President's Message


This issue of Focus highlights efforts under the organizational umbrella of the Center for Research Libraries to preserve and make available critical historical evidence and cultural production from Southeast Asia. These efforts rely upon the talent and energy of Southeast Asia historians and specialists at several North American universities, in particular the University of Washington, Cornell University, and Yale University. Working with the Southeast Asia Microform Project (SEAM) based at the Center, these specialists, identify the at-risk archives and critical documents of the turbulent recent histories of Cambodia, Thailand, Viet Nam, Indonesia, Java, the Philippines, and other nations in the region. They then lead efforts to preserve those materials. The Khmer Rouge Archives and thousands of Viet Namese newspapers from the late colonial and revolutionary periods are being preserved in this way.

The Center also acquires important archives of documentary materials that shed light on the region. Recently the Center acquired microfilm of the Viet Nam-era files of Great Britain's Foreign Office. These disclose the U.S. political and diplomatic activities that had such a great impact on the course of Viet Nam's history during the 1960s and 70s.

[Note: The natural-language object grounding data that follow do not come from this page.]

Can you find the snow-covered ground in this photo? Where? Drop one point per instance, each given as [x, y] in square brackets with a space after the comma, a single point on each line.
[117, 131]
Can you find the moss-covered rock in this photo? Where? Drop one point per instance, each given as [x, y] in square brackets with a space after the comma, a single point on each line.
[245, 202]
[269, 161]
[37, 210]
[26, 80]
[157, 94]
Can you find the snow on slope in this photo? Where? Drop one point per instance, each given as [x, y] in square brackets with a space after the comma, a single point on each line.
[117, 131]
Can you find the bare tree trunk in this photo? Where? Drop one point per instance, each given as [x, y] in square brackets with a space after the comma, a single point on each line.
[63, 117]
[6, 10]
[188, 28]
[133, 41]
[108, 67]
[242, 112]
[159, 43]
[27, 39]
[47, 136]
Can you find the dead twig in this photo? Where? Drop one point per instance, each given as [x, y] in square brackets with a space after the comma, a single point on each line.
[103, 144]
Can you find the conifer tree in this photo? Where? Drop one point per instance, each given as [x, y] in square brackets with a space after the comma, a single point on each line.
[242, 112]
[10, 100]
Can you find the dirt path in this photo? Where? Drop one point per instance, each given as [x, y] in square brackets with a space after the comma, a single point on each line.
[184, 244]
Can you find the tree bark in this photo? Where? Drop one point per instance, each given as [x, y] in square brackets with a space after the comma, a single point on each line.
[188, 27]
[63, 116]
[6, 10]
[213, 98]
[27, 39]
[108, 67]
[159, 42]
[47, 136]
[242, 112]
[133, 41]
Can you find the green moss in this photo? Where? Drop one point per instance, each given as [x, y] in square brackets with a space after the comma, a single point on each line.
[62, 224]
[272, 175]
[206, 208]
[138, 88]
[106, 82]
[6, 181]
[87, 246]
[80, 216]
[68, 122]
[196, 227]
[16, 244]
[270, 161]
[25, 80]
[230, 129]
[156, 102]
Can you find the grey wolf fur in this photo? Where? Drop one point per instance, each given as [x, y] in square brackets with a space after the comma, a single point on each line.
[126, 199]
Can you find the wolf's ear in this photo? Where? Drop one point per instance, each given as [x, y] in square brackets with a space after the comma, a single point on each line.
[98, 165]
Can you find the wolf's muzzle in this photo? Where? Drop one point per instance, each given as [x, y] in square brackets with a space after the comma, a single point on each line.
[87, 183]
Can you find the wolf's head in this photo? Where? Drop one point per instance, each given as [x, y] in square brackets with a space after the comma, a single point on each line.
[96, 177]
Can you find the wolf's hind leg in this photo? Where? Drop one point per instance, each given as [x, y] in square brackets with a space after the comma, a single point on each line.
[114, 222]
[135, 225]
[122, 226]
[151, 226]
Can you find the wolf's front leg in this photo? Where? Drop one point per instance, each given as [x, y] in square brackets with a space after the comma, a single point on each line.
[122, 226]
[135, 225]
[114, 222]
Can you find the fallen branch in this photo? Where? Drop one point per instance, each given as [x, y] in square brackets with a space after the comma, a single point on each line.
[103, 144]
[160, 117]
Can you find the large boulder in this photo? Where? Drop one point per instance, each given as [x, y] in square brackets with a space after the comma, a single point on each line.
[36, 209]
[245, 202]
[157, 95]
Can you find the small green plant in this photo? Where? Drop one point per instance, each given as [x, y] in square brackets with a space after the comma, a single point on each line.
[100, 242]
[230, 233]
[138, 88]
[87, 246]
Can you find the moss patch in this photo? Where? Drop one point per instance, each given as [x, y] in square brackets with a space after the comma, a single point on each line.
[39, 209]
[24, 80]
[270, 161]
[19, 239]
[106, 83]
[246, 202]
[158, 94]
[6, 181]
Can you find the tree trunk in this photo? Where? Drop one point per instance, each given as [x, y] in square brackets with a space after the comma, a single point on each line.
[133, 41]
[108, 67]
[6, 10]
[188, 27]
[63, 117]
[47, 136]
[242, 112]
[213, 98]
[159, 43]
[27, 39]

The Center ensures the broad availability of the archived materials to an international constituency of scholars. With the impending trials of the leaders of Cambodia's Khmer Rouge, we are reminded that there are often many communities that have a stake in the survival of these kinds of historical evidence. They are indebted to individuals like Judith Henchy at the University of Washington and Richard Richie at Yale, and to the university members of the Center for Research Libraries and Area Microform Projects for ensuring the long-term availability of valuable evidence.